Descrever alguns dos passos seria aqui inglório quando a atmosfera não é menos responsável pelo estado febril de que somos acometidos diante dos rostos marcantes de Ventura, de Vanda e outros, da força com que se é olhado à margem da vida, num balanço para a morte. E há os excertos de filmes, esses fragmentos, restos de palavras, gestos e ações que se repetem, criando fantasmas. O cinema tanto enche uma tela e se nos impõe fiel à ideia de que “a imagem só tem uma salvação: tornar-se criadora ou destruidora” (Pedro Costa), como quase nos segreda a partir dos televisores encastrados nas paredes, ficando claro que o tempo não mede outra coisa que não a si mesmo, e que certas fitas, realizadas há muitas décadas, readquirem a intensidade da sua surpresa quando o escuro nos conduz a elas lembrando que “a realidade é concebida ao mesmo tempo que o olhar” (Philippe Blon).

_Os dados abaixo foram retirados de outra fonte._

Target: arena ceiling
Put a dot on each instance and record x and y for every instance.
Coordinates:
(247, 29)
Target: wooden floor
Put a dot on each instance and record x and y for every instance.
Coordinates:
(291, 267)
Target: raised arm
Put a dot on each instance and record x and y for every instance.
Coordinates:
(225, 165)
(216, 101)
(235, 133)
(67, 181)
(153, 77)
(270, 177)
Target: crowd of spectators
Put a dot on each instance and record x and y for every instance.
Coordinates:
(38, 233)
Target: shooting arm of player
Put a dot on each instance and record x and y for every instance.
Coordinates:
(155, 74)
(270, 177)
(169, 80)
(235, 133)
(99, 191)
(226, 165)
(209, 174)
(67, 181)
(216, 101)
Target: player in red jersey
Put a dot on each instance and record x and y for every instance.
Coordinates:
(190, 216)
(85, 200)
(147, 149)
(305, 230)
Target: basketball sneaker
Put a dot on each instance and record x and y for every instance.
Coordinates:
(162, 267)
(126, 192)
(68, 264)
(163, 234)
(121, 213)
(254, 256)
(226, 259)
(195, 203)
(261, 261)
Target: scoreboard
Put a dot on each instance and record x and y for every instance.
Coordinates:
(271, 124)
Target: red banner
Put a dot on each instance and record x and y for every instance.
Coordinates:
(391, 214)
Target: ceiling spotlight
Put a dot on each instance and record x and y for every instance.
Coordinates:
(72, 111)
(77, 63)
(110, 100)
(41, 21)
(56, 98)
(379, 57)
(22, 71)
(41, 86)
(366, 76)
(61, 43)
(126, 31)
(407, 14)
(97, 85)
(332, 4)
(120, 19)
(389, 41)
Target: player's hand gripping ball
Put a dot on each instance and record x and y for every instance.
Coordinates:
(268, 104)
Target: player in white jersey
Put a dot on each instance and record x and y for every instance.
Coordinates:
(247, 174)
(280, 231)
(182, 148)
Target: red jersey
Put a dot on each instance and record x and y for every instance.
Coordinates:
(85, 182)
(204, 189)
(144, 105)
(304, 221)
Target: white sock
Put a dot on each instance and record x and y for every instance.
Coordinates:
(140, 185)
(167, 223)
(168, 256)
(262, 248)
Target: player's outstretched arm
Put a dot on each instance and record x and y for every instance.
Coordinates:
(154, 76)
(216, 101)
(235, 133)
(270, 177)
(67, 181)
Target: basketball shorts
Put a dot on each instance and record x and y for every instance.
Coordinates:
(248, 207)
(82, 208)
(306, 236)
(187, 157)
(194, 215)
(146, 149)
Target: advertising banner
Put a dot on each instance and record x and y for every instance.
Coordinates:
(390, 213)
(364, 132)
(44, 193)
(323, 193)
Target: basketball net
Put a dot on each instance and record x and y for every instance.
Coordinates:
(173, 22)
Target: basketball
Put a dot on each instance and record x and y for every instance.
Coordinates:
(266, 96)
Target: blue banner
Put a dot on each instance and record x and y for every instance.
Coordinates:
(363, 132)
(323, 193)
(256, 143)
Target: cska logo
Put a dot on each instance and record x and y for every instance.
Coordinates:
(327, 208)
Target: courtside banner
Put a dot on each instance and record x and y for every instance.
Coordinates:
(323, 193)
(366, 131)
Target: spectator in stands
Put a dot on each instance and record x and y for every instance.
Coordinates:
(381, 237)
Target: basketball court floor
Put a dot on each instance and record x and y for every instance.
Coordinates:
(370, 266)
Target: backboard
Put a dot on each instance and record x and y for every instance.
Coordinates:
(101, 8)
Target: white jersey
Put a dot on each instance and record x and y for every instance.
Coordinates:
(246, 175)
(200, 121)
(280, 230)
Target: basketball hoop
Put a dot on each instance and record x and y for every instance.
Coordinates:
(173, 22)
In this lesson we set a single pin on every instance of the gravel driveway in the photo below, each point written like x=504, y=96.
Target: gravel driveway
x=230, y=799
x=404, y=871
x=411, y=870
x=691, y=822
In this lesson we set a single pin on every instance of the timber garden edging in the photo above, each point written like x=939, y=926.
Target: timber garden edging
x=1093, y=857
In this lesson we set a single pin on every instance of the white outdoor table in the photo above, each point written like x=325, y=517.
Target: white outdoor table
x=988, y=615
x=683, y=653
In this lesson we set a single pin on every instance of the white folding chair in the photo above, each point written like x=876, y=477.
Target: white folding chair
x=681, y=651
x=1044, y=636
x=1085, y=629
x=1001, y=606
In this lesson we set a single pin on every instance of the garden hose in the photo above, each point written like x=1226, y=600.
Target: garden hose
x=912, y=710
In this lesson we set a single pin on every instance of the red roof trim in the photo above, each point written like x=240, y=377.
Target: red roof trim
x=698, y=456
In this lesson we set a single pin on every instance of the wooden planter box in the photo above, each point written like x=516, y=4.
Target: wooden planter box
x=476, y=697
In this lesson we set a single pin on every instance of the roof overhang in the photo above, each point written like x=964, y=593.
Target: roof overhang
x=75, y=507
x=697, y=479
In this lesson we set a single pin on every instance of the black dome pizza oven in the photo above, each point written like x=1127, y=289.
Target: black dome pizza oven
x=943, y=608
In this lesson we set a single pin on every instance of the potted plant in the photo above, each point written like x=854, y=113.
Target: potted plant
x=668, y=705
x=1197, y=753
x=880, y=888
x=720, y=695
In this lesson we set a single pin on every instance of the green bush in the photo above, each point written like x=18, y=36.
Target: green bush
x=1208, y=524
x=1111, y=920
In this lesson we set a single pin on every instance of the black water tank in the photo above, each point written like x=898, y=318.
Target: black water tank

Esta terrífica exposição vai, por isso, muito além de uma exploração da estética e das influências que saem e voltam ao escuro da obra do cineasta português. Há algo nela que se nos propõe como um destino, um abrigo e uma forja, como uma razão para nos deixarmos consumir pela escuridão, e sermos feridos pela sua tensão, quando nos deixamos ver e tocar por esses seres famintos de que a luz nos protege.